To some extent, that's comparative to what Jesus did in a synagogue in Nazareth. Jesus stood to orally submit his, mission statement:
"The Spirit of the Lord is on me, because he has anointed me
to preach good news to the poor.
He has sent me to proclaim freedom for the prisoners
and recovery of sight for the blind, to release the oppressed,
to proclaim the year of the Lord's favor." (Luke 4:18-19)
Then he concluded by saying that these words, this prophecy of the Messiah has been fulfilled.
I believe this pericope is Christ' mission statement. I also believe it provides a healthy plumb-line for us to answer well whether or not we are living out the gospel. And, if we investigate these texts of scripture a little more elaborately, we find that the gospel is not merely about preaching a message with the goal of saving a soul, but is also about the restoring, redeeming, and rehabilitation of a life. The good news which Christ came to deliver is a complete gospel, what Richard Stearns (author of The Hole In Our Gospel) has come to call the whole gospel. That is to say, the good news Jesus proclaimed was news which was experienced both spiritually as well as tangibly.
In looking at this passage from Luke 4, we see five hallmarks which make up the aims of this good news Christ came to deliver.

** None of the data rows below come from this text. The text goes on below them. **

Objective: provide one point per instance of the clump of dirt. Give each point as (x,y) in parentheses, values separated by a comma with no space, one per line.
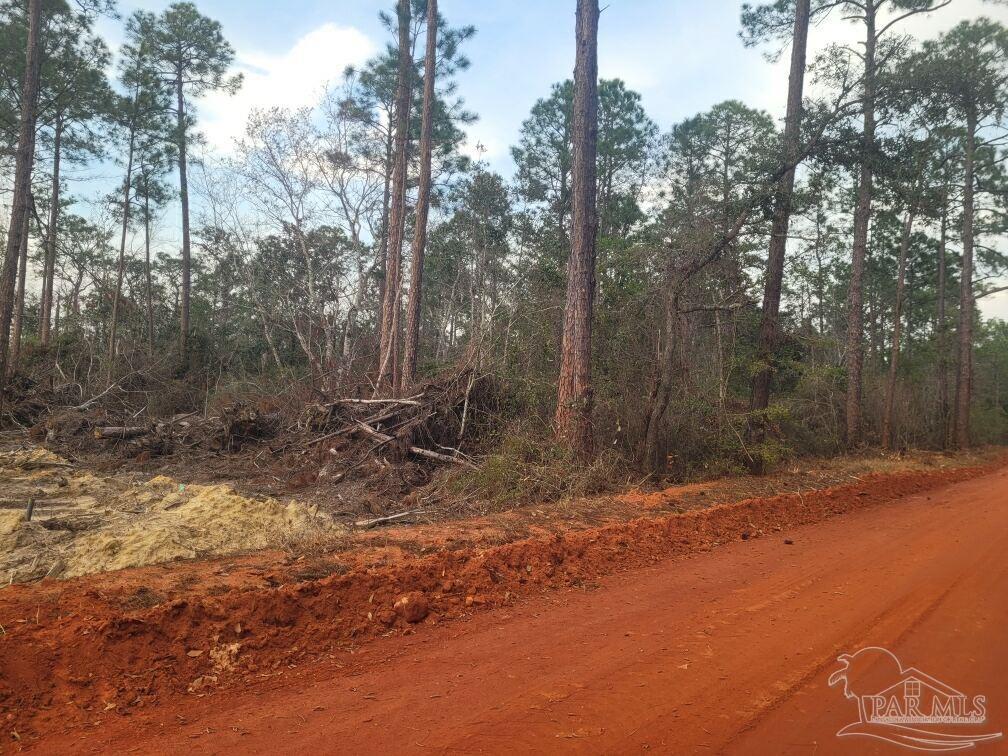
(85,523)
(71,652)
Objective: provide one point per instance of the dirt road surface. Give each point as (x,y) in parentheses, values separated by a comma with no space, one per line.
(725,651)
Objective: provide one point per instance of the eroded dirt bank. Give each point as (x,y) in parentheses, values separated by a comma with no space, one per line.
(72,653)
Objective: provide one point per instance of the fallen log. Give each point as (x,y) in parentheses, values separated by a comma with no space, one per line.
(388,518)
(418,451)
(120,431)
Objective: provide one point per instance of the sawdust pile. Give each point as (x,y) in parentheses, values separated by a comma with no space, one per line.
(85,523)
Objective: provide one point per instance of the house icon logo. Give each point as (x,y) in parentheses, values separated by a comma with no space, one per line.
(907,707)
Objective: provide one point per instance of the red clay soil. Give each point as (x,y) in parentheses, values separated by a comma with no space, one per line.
(72,658)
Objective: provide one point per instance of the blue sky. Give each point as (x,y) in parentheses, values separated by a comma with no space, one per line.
(682,55)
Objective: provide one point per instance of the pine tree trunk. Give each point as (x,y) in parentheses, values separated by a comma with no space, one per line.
(964,388)
(575,395)
(942,328)
(422,205)
(121,267)
(48,272)
(22,276)
(769,334)
(862,223)
(183,304)
(24,158)
(897,324)
(146,268)
(391,305)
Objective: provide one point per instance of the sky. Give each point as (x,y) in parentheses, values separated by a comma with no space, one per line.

First, we see a call to preach good news to the poor. It's important that we take note of whom this good news was to be preached to - the poor. It is equally important that we not limit poor to those of a lower economic status. Christ was no doubt referring to the financially destitute of our society, that specifically the poor play a specific role in God's missional plan to in-break his kingdom into our world. Often times the poor are victims of economic oppression in countries, thus making them incapable of being self-sustaining. For example, while in Uganda working with IJM, we will be working amongst victims who have had their property seized illegally, leaving them without any land to grow a crop, have a dwelling area, and or raise some sort of livestock (Read a real property grabbing story). Without land, they have no chance of supplying anything which is in demand, and thus, cannot survive.
Here in the West, we have a tendency to frown upon the poor of inner cities, being deceived by the notion that they deserve to be poor only because of poor choices. Though there is truth to poor choices which one may have made, thus evoking their financial state, that is not to evoke a judgment from others upon them. Instead, regardless if someone is what society displays as poor because of poor choices or if someone is destitute due to suffering from a form of injustice, as Christians, we are still to be moved to do something. This gospel, the whole gospel, is one which transcends this economic barrier and breaks the dam around our heart allowing to flow freely what needs to be tears of compassion. This compassion is to move us to these individuals, taking action on their behalf.
At the same time, poverty is not merely an economic state. It is also a spiritual one. People become millionaires regularly, and more and more are crossing over to ten figures (making them a billionaire). Whether middle class, millionaires or billionaires, without Christ, you are eternally poor. And thus, we learn another token of this whole gospel: every economic class is an audience for this gospel. This gospel, is good news for all.